Kworgale is a world that remembers its gods too well. They were not distant makers glimpsed only in scripture — they walked its first cities, fought in its wars, and broke its history in half with their own hands. To understand Kworgale is to understand a single hard truth: the divine age has ended, and everything alive today lives in the long aftermath of that ending.
"We are the children of survivors, raised in the house the fire left standing."

Mortals did not invent their faith to explain the thunder. In Kworgale, the gods were seen — known to have once been something older still, known to have chosen what they became, and known, in the end, to have failed. The great catastrophe that closed their age is not a myth argued over by priests; it is written into ruined cities, poisoned valleys, and a calendar that counts every year from the moment the world nearly ended. Belief here is less about proving the gods exist than about deciding what is owed to gods who saved their children and damned them in the same breath.

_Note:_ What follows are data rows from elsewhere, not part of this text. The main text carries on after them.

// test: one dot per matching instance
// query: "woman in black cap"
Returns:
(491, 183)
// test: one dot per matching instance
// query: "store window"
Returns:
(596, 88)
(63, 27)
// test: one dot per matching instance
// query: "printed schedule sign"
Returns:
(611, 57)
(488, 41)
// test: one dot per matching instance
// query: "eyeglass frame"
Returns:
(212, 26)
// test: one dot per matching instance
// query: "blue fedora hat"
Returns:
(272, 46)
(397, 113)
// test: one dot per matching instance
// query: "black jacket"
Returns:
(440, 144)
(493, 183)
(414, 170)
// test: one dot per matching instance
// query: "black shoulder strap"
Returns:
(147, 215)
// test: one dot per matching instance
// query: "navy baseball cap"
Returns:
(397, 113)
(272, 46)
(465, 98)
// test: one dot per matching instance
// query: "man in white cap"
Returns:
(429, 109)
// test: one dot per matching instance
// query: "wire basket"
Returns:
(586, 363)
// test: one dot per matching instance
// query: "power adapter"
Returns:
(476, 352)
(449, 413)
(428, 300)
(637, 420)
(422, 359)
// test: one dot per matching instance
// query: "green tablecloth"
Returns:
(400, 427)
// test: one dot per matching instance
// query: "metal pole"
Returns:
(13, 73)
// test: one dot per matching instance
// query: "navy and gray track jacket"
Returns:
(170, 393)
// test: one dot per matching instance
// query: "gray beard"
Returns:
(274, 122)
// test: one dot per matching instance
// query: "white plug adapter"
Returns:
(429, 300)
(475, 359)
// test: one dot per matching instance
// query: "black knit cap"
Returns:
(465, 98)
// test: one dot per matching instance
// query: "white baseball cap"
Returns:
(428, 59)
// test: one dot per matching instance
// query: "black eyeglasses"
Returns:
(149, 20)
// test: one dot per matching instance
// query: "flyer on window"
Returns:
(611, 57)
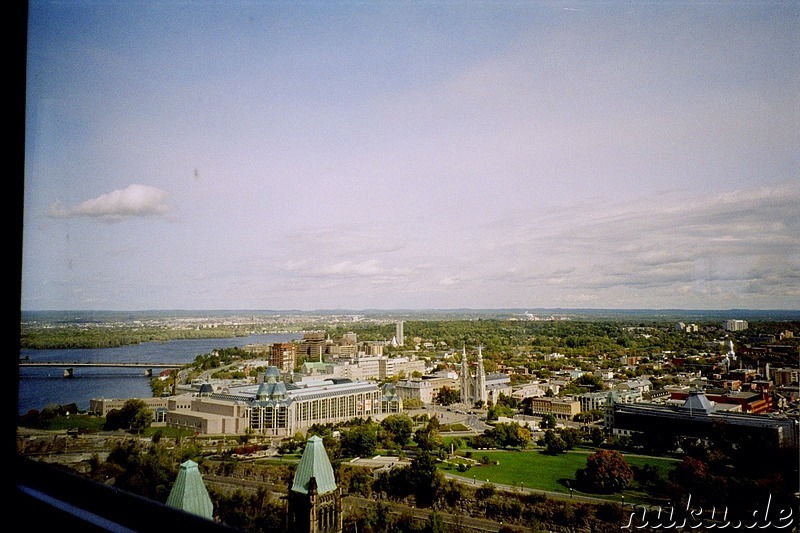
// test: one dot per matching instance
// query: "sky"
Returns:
(312, 155)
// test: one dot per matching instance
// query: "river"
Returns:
(40, 386)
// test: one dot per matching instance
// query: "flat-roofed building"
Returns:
(697, 418)
(562, 408)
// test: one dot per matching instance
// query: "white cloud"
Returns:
(135, 201)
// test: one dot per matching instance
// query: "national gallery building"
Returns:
(273, 408)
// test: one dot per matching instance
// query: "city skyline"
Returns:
(259, 155)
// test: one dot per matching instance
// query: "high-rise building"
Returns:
(312, 346)
(283, 356)
(734, 325)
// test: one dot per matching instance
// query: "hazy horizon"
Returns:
(435, 155)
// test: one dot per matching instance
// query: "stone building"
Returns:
(315, 501)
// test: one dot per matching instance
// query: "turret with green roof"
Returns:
(315, 502)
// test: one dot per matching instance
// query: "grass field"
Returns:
(533, 469)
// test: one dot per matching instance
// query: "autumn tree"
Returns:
(447, 396)
(606, 471)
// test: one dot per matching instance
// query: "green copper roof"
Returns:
(314, 463)
(189, 492)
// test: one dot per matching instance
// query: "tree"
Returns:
(133, 415)
(553, 442)
(548, 422)
(428, 438)
(606, 471)
(447, 396)
(398, 428)
(510, 435)
(360, 441)
(424, 479)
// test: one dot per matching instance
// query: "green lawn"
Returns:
(536, 470)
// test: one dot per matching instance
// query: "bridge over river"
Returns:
(69, 367)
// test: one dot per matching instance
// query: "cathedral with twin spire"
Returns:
(473, 388)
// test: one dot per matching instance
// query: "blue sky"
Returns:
(321, 155)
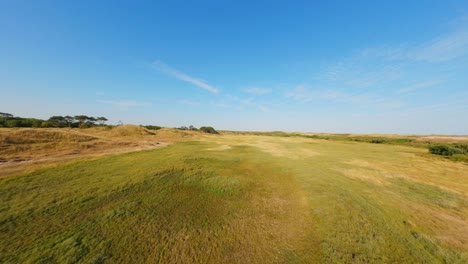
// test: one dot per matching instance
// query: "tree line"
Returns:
(78, 121)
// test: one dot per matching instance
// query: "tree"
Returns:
(69, 120)
(57, 121)
(101, 120)
(81, 119)
(209, 130)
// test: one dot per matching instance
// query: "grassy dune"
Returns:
(241, 199)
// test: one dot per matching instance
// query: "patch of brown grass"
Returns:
(25, 149)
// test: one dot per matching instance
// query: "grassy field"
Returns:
(239, 199)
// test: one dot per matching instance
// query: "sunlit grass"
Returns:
(241, 199)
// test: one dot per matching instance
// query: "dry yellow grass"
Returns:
(25, 149)
(231, 197)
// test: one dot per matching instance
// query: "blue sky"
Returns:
(312, 66)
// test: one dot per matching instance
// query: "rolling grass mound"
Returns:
(239, 199)
(32, 136)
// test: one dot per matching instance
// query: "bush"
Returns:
(446, 150)
(209, 130)
(150, 127)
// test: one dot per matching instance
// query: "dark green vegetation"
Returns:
(209, 130)
(237, 202)
(205, 129)
(81, 121)
(151, 127)
(453, 151)
(456, 152)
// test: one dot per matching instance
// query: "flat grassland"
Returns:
(184, 197)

The known world is the continent of Kworgalya and the seas around it. Along its southern and eastern coasts dwell the three great peoples of humankind, fractious and brilliant; on the cold northeastern shores, the long-lived elves keep their memories and their silences; and in the iron-hearted northwest, the immortal dwarves tend their forges and their lineages. Between them lie the wild interior, the haunted ruins of the old age, and the territories of older, stranger things that were here before any of them. The peoples of Kworgale are bound by shared origin and divided by everything else — language, faith, and the long grudges of a broken world.
It is the year 1337 DS — thirteen centuries and more since the cataclysm that the world calls the Deity's Sacrifice. The gods are gone from sight. In their absence the mortal races have rebuilt empires, raised rival faiths over the bones of the old one, and learned to wield the sorcerous arts the gods left behind. It is an age of theocracies and frost-courts, of pilgrim-roads and burning frontiers — and beneath its surface, old powers stir that most of the living have been content to forget.
This is the chronicle of how that world came to be: of the angels who chose mortality, the gods who ruled and ruined, the fire and ice that are older than them all, and the long history that brought Kworgale to the edge of where its story now begins.